Publishing company embracing East Anglian history returns to hometown
PUBLISHED: 18:00 12 March 2018 | UPDATED: 16:46 15 March 2018
Archant © 2018
A publishing company celebrating all there is to love about the region’s rich history has moved back to its original home.
Poppyland Publishing, which began issuing local interest books in 1976, was initially based in Lowestoft before moving to Cromer in the early 1980s.
After spending more than 30 years on the North Norfolk coast under the stewardship of Peter Stibbons, the imprint was recently acquired by 59-year-old author Gareth Davies and made its official return to Suffolk on March 1.
Poppyland first came into being when Mr Stibbons wrote his first booklet and, in the ensuing years, more than 150 titles have been published.
Reflecting on the birth of Poppyland and the much-loved publisher’s ethos, Mr Stibbons said: “I found a local printer and produced my own booklet on the subject.

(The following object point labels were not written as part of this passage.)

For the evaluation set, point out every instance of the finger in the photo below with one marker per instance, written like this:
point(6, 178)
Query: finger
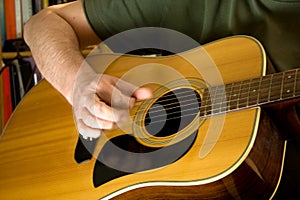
point(94, 122)
point(86, 131)
point(143, 93)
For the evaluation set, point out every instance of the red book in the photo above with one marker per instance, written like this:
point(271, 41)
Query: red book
point(7, 101)
point(10, 19)
point(10, 26)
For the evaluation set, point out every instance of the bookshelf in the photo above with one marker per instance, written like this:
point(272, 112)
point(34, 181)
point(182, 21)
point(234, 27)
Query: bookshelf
point(1, 92)
point(14, 14)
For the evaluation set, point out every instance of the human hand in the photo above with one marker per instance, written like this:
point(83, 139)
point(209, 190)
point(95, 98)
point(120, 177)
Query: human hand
point(101, 102)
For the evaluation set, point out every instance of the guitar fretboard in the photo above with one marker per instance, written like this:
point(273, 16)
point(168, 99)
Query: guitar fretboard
point(250, 93)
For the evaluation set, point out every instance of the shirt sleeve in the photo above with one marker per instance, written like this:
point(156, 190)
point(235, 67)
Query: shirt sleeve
point(275, 23)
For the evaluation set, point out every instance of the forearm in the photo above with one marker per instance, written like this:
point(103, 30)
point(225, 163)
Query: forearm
point(55, 40)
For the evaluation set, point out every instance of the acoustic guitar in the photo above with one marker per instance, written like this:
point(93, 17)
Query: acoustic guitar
point(209, 132)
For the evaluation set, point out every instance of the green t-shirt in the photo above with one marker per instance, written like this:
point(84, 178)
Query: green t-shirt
point(275, 23)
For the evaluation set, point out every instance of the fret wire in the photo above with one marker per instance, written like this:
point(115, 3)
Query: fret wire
point(281, 90)
point(271, 82)
point(239, 95)
point(258, 90)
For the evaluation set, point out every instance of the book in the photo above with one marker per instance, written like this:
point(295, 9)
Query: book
point(10, 19)
point(27, 10)
point(2, 21)
point(18, 18)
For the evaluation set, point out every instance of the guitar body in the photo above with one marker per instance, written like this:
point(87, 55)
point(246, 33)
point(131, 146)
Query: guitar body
point(230, 155)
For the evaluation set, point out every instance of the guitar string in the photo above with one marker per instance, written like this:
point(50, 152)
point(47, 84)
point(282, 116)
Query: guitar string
point(258, 80)
point(211, 112)
point(227, 94)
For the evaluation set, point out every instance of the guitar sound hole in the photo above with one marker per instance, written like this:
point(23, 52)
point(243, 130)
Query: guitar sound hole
point(172, 112)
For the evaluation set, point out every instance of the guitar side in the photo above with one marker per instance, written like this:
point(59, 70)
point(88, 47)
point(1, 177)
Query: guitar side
point(37, 152)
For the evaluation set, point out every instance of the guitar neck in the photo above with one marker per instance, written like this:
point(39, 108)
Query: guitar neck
point(251, 93)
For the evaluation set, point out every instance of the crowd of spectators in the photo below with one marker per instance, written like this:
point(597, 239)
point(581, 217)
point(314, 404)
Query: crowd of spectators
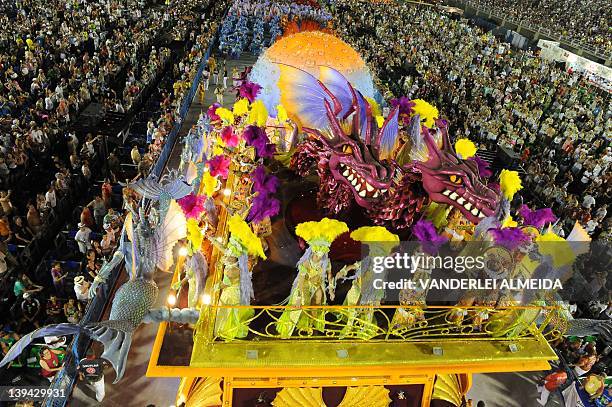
point(56, 58)
point(583, 22)
point(555, 119)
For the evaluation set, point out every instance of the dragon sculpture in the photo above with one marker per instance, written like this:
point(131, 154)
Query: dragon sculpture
point(391, 178)
point(146, 245)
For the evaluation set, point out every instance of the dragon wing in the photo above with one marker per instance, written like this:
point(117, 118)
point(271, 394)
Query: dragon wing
point(172, 229)
point(116, 336)
point(388, 134)
point(304, 97)
point(340, 87)
point(362, 121)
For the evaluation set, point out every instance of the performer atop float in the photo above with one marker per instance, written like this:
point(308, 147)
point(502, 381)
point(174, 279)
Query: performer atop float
point(314, 280)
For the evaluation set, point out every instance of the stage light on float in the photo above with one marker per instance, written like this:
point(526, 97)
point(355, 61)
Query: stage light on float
point(183, 251)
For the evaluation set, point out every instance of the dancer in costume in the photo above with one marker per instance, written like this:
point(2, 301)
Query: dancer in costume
point(380, 242)
point(314, 280)
point(415, 299)
point(236, 287)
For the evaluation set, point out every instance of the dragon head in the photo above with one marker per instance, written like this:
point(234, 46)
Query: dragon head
point(354, 156)
point(450, 180)
point(377, 167)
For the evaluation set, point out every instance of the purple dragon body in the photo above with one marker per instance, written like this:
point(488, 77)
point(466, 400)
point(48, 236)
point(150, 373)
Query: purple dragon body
point(357, 163)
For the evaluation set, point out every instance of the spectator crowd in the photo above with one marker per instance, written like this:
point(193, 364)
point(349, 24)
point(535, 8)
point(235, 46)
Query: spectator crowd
point(55, 59)
point(586, 23)
point(556, 120)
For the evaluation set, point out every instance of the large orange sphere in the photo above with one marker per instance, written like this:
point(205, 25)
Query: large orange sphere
point(308, 50)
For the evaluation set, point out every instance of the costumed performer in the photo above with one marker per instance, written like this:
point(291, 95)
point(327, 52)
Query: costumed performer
point(314, 280)
point(236, 287)
point(380, 243)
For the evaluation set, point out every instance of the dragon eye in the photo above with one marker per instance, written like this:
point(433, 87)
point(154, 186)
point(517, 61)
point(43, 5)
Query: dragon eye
point(455, 179)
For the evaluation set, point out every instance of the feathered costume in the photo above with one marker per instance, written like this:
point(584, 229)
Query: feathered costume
point(313, 281)
point(237, 288)
point(380, 242)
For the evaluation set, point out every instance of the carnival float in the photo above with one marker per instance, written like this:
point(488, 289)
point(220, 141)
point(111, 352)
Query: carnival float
point(271, 225)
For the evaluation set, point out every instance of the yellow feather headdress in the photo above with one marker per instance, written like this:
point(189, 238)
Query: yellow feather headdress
point(320, 235)
point(465, 148)
point(243, 234)
point(426, 111)
point(376, 236)
point(241, 107)
point(510, 183)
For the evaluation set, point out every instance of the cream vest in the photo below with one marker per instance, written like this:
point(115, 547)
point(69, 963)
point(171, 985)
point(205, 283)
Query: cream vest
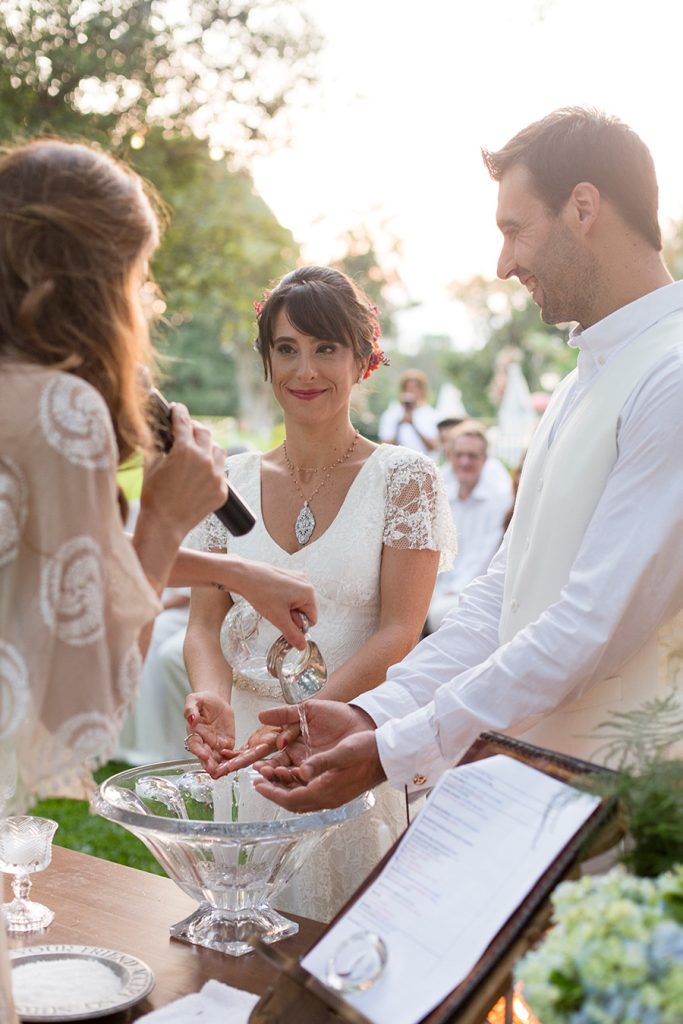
point(559, 491)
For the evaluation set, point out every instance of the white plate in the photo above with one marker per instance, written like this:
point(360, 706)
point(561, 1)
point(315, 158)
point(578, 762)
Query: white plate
point(136, 981)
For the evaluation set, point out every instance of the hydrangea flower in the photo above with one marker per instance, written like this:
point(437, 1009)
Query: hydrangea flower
point(614, 955)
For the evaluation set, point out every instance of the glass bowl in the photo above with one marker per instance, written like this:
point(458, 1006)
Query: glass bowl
point(223, 844)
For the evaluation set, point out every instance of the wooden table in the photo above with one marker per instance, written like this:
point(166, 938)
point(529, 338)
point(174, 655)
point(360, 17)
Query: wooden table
point(97, 903)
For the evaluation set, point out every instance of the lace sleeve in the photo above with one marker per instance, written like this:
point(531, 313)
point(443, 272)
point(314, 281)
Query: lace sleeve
point(210, 535)
point(417, 511)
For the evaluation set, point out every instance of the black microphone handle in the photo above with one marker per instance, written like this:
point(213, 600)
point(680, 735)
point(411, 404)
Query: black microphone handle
point(235, 514)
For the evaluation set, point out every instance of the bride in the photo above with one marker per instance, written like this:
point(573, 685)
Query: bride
point(369, 524)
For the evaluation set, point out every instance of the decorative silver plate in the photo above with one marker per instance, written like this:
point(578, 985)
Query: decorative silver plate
point(136, 981)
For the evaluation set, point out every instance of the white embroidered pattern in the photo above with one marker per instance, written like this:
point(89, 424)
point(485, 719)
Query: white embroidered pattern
point(129, 677)
point(13, 689)
point(72, 592)
point(13, 509)
point(76, 422)
point(89, 736)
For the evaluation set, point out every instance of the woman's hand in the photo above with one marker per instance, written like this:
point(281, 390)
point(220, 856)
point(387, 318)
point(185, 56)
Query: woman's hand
point(211, 722)
point(263, 741)
point(280, 596)
point(183, 486)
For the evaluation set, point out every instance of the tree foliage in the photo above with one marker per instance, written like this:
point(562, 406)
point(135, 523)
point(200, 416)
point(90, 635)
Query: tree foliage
point(224, 69)
point(222, 247)
point(507, 317)
point(147, 78)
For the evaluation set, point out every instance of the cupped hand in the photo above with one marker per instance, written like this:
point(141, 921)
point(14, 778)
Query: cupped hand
point(289, 778)
point(211, 722)
point(261, 743)
point(326, 779)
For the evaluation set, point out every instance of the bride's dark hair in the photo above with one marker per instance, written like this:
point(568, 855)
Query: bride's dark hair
point(323, 303)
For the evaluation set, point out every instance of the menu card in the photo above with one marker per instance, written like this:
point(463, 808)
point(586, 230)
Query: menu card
point(487, 833)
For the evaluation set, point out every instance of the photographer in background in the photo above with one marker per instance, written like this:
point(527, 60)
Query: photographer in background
point(411, 421)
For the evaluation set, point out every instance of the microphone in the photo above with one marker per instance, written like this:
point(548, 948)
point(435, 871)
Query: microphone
point(235, 513)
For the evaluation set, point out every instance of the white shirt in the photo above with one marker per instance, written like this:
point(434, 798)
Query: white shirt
point(424, 419)
point(460, 681)
point(478, 520)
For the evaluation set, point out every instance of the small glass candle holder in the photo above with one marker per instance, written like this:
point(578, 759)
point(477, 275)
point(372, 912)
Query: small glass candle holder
point(357, 963)
point(26, 847)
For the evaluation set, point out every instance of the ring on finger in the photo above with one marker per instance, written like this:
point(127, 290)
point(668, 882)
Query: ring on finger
point(187, 738)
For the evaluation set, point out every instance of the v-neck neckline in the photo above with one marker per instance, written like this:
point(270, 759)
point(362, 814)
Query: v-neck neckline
point(311, 544)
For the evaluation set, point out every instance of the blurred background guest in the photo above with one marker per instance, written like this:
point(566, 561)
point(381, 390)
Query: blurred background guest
point(479, 506)
point(411, 421)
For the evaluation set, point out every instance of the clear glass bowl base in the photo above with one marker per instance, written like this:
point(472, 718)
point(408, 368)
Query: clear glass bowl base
point(233, 932)
point(26, 915)
point(222, 843)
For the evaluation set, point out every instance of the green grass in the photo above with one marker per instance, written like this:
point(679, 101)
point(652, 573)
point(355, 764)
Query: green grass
point(81, 830)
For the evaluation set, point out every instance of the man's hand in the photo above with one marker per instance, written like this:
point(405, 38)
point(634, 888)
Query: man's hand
point(344, 762)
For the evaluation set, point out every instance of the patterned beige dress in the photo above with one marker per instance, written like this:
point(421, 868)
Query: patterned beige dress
point(73, 595)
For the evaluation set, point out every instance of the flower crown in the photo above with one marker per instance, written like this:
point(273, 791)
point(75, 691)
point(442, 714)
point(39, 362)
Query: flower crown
point(377, 356)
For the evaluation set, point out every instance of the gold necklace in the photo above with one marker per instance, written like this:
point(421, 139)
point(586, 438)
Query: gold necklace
point(305, 521)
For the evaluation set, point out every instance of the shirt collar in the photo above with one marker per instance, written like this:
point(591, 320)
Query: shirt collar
point(625, 324)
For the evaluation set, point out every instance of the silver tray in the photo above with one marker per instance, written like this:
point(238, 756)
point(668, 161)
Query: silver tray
point(136, 981)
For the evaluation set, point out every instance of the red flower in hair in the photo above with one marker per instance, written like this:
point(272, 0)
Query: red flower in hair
point(377, 357)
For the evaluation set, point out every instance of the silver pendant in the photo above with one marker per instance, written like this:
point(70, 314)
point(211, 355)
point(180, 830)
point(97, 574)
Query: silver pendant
point(305, 524)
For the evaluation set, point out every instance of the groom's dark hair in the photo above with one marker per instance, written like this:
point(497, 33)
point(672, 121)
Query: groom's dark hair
point(577, 143)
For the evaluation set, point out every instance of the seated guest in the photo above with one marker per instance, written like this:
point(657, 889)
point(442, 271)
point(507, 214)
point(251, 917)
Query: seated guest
point(494, 472)
point(478, 506)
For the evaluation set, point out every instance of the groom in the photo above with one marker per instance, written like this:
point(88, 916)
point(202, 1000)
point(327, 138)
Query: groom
point(580, 612)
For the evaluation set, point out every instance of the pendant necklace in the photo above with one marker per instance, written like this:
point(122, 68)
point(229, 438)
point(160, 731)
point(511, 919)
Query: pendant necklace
point(305, 521)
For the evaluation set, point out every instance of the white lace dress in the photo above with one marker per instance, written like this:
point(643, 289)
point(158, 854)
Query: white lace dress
point(396, 500)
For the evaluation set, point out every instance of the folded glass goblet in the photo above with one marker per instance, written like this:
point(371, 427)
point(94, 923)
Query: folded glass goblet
point(222, 843)
point(26, 847)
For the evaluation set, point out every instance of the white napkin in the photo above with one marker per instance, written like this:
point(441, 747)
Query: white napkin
point(210, 1006)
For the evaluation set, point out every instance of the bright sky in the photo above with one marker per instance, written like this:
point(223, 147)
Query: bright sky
point(409, 93)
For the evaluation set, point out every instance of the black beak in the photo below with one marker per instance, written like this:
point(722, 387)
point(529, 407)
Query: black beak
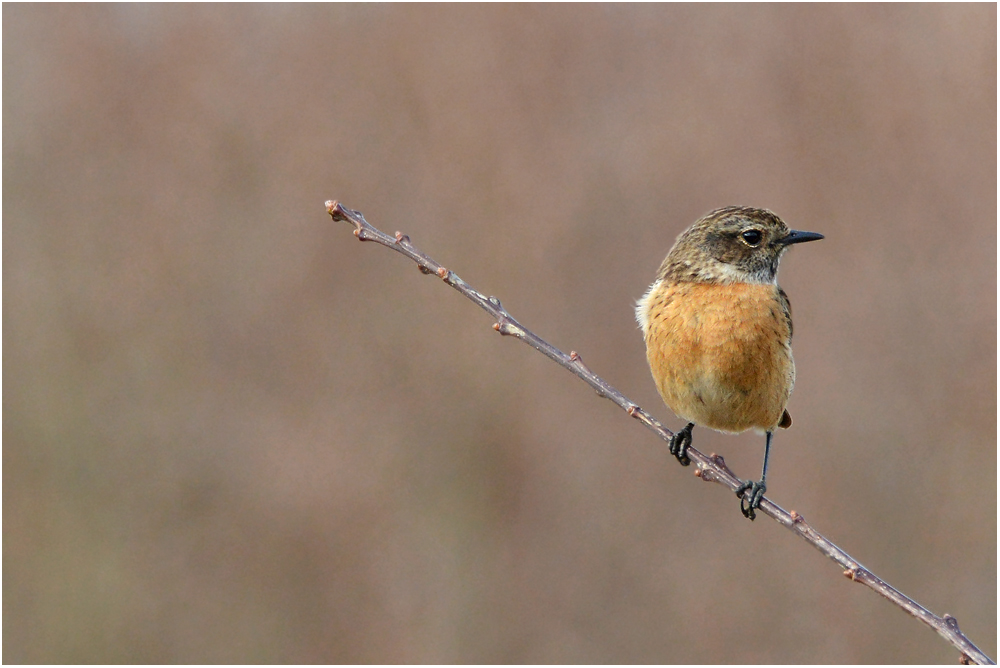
point(798, 237)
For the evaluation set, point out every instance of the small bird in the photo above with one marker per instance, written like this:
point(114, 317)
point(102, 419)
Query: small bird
point(718, 330)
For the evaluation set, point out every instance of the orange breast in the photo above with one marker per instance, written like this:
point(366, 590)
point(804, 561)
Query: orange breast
point(720, 354)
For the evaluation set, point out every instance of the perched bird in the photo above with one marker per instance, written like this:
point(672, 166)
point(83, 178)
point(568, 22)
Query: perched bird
point(718, 330)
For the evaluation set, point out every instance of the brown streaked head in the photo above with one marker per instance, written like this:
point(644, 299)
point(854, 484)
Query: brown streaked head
point(735, 244)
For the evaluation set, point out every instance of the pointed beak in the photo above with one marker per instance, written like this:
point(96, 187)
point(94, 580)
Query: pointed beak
point(798, 237)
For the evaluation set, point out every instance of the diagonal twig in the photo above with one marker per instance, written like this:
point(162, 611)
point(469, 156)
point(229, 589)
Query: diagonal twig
point(711, 468)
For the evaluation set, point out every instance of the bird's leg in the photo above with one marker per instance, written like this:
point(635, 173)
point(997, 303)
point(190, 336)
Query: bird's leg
point(754, 490)
point(679, 443)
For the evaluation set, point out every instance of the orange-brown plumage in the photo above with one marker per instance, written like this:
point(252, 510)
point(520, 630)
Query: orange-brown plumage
point(718, 330)
point(721, 354)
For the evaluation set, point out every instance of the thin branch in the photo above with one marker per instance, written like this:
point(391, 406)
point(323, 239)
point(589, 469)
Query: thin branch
point(711, 468)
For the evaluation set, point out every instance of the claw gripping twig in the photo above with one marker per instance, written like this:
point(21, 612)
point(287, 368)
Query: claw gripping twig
point(711, 468)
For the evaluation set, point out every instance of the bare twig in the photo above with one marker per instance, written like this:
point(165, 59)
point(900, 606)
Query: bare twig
point(711, 468)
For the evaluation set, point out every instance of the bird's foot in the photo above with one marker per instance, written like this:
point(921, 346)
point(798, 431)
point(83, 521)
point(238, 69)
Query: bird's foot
point(750, 493)
point(679, 443)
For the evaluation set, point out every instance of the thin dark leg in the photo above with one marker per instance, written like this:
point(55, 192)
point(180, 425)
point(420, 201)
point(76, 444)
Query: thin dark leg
point(751, 501)
point(679, 444)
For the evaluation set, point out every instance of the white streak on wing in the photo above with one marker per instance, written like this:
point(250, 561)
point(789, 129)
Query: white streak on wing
point(643, 305)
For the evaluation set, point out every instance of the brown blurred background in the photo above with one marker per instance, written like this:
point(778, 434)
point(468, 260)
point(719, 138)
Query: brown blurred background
point(233, 433)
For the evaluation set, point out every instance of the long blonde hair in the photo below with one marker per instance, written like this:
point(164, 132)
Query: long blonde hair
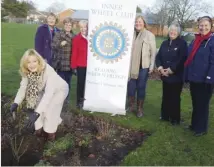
point(24, 60)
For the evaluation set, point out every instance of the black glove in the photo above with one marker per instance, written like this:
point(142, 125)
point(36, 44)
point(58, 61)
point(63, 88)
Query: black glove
point(74, 71)
point(32, 116)
point(13, 107)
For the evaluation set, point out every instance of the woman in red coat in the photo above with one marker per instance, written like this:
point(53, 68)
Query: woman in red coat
point(79, 60)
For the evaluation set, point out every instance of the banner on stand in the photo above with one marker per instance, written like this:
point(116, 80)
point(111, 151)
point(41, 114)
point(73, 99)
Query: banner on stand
point(110, 34)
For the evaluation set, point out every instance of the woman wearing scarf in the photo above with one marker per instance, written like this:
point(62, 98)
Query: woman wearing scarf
point(170, 63)
point(44, 36)
point(44, 92)
point(200, 73)
point(142, 63)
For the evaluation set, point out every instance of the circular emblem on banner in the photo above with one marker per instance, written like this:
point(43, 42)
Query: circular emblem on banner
point(108, 42)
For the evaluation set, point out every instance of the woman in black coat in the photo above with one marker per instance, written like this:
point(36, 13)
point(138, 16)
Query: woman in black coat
point(170, 63)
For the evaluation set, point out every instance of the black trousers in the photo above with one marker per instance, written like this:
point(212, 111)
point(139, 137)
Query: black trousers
point(171, 102)
point(201, 94)
point(81, 75)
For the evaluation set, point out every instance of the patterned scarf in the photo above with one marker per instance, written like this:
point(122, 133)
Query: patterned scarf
point(33, 88)
point(198, 40)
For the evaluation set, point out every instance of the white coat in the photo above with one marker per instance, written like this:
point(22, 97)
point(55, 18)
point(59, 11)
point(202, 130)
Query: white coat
point(51, 99)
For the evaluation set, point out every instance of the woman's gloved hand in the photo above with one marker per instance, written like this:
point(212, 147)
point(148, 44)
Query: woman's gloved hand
point(32, 116)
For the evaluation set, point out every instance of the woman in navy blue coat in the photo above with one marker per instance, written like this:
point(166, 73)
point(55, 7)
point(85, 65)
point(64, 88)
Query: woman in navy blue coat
point(44, 36)
point(200, 73)
point(170, 62)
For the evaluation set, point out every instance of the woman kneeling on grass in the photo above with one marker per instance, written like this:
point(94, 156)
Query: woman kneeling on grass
point(44, 91)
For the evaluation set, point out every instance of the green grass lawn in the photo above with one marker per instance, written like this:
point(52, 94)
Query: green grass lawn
point(167, 145)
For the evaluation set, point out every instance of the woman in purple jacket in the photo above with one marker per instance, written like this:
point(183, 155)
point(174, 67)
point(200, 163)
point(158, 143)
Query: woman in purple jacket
point(44, 36)
point(200, 73)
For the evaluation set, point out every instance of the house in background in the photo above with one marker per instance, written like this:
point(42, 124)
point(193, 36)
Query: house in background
point(36, 16)
point(79, 15)
point(153, 26)
point(64, 14)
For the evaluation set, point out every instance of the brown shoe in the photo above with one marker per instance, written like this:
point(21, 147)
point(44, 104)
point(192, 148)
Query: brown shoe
point(140, 108)
point(131, 103)
point(51, 136)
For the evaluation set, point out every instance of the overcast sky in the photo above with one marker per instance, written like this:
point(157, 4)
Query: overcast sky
point(84, 4)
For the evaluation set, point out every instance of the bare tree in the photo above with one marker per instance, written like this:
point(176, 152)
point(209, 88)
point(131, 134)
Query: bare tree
point(186, 10)
point(56, 7)
point(159, 14)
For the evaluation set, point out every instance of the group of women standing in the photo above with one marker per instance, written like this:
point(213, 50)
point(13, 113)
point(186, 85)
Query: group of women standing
point(45, 91)
point(176, 63)
point(66, 52)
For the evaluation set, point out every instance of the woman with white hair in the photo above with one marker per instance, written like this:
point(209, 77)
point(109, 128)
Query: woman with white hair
point(79, 60)
point(170, 63)
point(199, 68)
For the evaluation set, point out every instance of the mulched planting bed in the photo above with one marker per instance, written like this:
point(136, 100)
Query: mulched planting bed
point(82, 139)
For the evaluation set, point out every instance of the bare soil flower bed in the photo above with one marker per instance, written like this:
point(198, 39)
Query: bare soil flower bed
point(81, 140)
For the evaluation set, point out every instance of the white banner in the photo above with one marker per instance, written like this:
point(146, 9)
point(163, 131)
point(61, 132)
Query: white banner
point(111, 28)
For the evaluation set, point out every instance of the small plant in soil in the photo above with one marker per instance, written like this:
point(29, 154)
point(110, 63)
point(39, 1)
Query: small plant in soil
point(85, 141)
point(105, 129)
point(59, 145)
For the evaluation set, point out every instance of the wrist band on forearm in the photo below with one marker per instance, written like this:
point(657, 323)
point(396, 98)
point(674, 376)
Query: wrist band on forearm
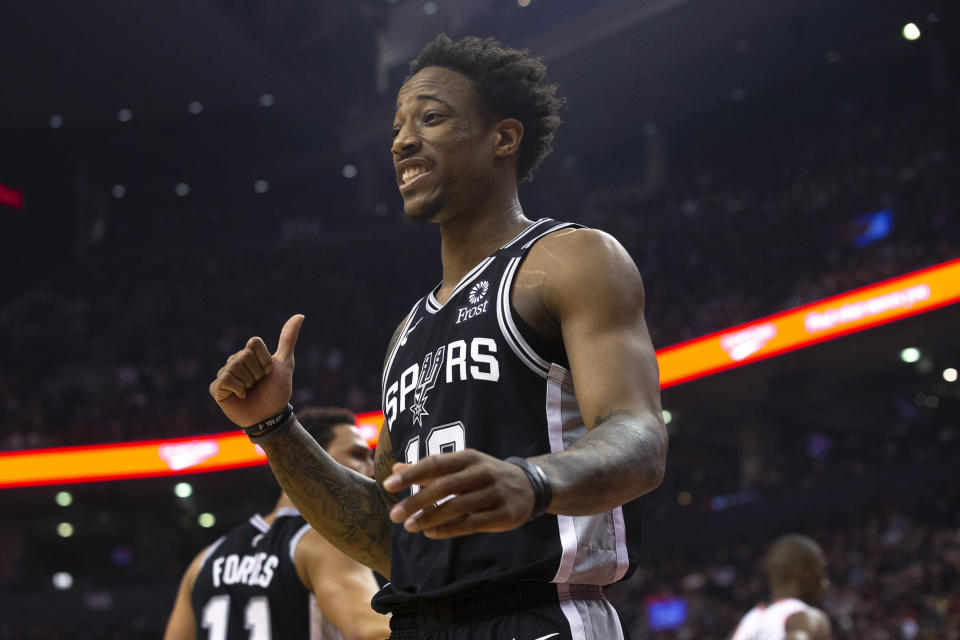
point(542, 491)
point(270, 424)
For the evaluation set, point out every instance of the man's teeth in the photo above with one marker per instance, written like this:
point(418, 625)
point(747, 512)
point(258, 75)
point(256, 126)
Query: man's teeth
point(411, 172)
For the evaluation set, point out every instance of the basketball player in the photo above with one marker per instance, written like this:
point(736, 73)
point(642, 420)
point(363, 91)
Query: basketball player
point(275, 577)
point(521, 394)
point(796, 570)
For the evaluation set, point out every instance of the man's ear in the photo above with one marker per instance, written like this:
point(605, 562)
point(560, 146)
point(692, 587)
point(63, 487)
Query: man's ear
point(509, 133)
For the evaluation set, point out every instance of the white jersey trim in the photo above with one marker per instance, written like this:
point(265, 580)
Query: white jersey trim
point(433, 305)
point(568, 534)
point(508, 326)
point(393, 354)
point(295, 540)
point(259, 523)
point(211, 549)
point(509, 329)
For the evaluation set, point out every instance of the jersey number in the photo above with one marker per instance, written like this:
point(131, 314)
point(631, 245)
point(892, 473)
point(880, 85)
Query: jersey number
point(256, 617)
point(446, 438)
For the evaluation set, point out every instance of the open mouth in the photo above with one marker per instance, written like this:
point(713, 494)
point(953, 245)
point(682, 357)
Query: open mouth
point(411, 174)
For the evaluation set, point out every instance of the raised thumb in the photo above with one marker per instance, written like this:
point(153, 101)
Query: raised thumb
point(288, 337)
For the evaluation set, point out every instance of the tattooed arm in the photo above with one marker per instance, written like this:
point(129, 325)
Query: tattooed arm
point(600, 311)
point(582, 287)
point(347, 508)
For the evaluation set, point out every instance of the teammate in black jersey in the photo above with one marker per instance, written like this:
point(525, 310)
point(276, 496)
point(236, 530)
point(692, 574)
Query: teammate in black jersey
point(532, 348)
point(274, 577)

Soon others were asking whether I would publish their work as well.
“The imprint specialises mostly in local history, and all the books and booklets must contain an element of primary research by the author.”
Mr Stibbons’ literary contribution to the region was recognised at the East Anglian Book Awards in 2017, when he picked up the Exceptional Contribution Award.
Having retired aged 70, his friend and former colleague Mr Davies couldn’t bear to see another regional publishing company fall by the wayside.
He will run the imprint from his home in Oulton Broad, providing enthusiastic authors with the means to have their work distributed.
“There are very few local publishers around these days and it’s important that Poppyland continued for as long as possible,” said Mr Davies, who specialises in local 19th century history and has had several of his own books published by Poppyland.
“Peter has always said to me that two things are crucial: the books that we publish have to be rigorously researched, and we as a publisher must try to give people an opportunity to get their voice’s heard.
“It’s all about saying there is a whole range of local heritage that people can read about and celebrate.”
Mr Davies will now set about handling proposals sent to him by authors and historians. Books in preparation include booklets on Great Yarmouth and Lowestoft as part of the publisher’s ‘Town and Village’ series.